Environment variables

Some environment variables can be configured to customize the execution. When using Python, these variables should be set before importing the ctranslate2 module, e.g.:

import os
os.environ["CT2_VERBOSE"] = "1"

import ctranslate2

Note

Boolean environment variables can be enabled with "1" or "true".

CT2_CUDA_ALLOCATOR

Allocating memory on the GPU with cudaMalloc is costly and is best avoided in high-performance code. For this reason CTranslate2 integrates caching allocators which enable a fast reuse of previously allocated buffers. The following allocators are integrated:

CT2_CUDA_ALLOW_BF16

Allow using BF16 computation on GPU even if the device does not have efficient BF16 support.

CT2_CUDA_ALLOW_FP16

Allow using FP16 computation on GPU even if the device does not have efficient FP16 support.

CT2_CUDA_TRUE_FP16_GEMM

Allow using true FP16 computation in GEMM operations. When disabled, the computation or accumulation may use FP32 instead.

This flag is enabled by default, but some models may automatically disable it when they are known to work better with the increased precision.

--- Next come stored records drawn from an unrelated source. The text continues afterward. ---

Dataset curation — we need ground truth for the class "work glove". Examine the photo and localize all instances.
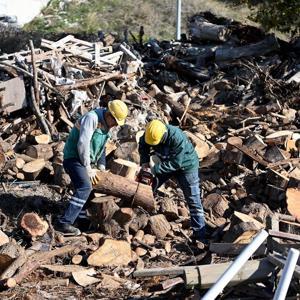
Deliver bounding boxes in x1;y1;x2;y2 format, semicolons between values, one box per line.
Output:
86;166;100;184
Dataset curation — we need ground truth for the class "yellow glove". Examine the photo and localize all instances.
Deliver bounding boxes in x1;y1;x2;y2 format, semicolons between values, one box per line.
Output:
86;166;100;185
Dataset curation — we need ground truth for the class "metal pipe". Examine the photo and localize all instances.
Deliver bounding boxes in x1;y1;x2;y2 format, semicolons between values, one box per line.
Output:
273;248;299;300
201;230;268;300
176;0;181;41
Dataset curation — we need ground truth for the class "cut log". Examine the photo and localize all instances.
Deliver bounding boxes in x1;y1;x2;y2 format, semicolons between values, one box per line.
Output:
223;222;261;244
21;213;49;237
0;230;9;247
72;268;101;287
88;239;132;267
234;211;265;229
150;214;171;239
189;21;230;42
202;193;229;218
23;159;46;180
129;208;149;233
28;131;51;145
110;158;138;180
286;188;300;222
161;198;178;221
216;35;279;61
72;254;83;265
93;172;155;212
26;145;54;160
16;157;25;170
185;131;209;160
184;259;274;289
113;207;134;226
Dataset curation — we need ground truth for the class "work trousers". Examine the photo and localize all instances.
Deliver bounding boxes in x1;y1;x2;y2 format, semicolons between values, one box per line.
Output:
153;170;205;240
59;158;93;224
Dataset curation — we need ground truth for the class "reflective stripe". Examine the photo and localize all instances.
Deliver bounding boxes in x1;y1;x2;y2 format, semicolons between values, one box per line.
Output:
70;197;86;204
70;201;83;207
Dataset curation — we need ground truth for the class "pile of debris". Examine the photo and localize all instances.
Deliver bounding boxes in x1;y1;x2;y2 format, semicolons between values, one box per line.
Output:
0;13;300;299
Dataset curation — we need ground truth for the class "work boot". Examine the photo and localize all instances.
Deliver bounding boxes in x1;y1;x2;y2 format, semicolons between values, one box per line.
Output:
55;222;81;235
76;218;92;232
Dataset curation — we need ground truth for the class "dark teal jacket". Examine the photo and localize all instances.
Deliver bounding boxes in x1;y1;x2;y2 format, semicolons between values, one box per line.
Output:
139;125;199;175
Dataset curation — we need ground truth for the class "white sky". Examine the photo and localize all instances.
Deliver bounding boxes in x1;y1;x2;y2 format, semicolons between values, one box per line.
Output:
0;0;49;25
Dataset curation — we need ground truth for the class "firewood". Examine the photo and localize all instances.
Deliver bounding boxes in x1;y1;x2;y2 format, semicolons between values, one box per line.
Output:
113;207;134;226
223;222;261;244
21;213;49;237
202;193;229;218
26;145;54;160
135;247;147;256
110;158;138;180
16;157;25;170
72;254;83;265
161;198;178;221
72;268;100;287
286;188;300;221
149;214;171;239
0;230;9;247
23;159;46;180
134;230;145;241
87;239;132;267
185;131;209;160
93;172;155;212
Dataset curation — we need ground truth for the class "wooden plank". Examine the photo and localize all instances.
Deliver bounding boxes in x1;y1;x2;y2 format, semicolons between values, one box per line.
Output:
0;77;27;113
267;254;300;279
209;243;267;256
184;258;274;289
269;230;300;242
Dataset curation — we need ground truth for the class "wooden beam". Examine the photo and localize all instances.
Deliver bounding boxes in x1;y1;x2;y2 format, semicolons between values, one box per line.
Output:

CT2_CUDA_CACHING_ALLOCATOR_CONFIG

The cub_caching allocator can be configured to tradeoff memory usage and speed. By default, CTranslate2 uses the following values which have been selected experimentally:

  • bin_growth = 4

  • min_bin = 3

  • max_bin = 12

  • max_cached_bytes = 209715200 (200MB)

You can override these parameters with comma-separated values in the same order as the list above:

export CT2_CUDA_CACHING_ALLOCATOR_CONFIG=8,3,7,6291455

See the description of each parameter in the allocator implementation.

CT2_FORCE_CPU_ISA

Force CTranslate2 to select a specific instruction set architecture (ISA). Possible values are:

  • GENERIC

  • AVX

  • AVX2

  • AVX512

Attention

This does not impact backend libraries (such as Intel MKL) which usually have their own environment variables to configure ISA dispatching.

CT2_USE_EXPERIMENTAL_PACKED_GEMM

Enable the packed GEMM API for Intel MKL which can improve performance for single-core decoding. See Intel’s article to learn more about packed GEMM.

CT2_USE_MKL

Force CTranslate2 to use (or not) Intel MKL. By default, the runtime automatically decides whether to use Intel MKL or not based on the CPU vendor.

CT2_VERBOSE

Configure the default logs verbosity:

  • -3 = off

  • -2 = critical

  • -1 = error

  • 0 = warning (default)

  • 1 = info

  • 2 = debug

  • 3 = trace

Tip

The log level can also be controlled by API. See for example the Python function ctranslate2.set_log_level.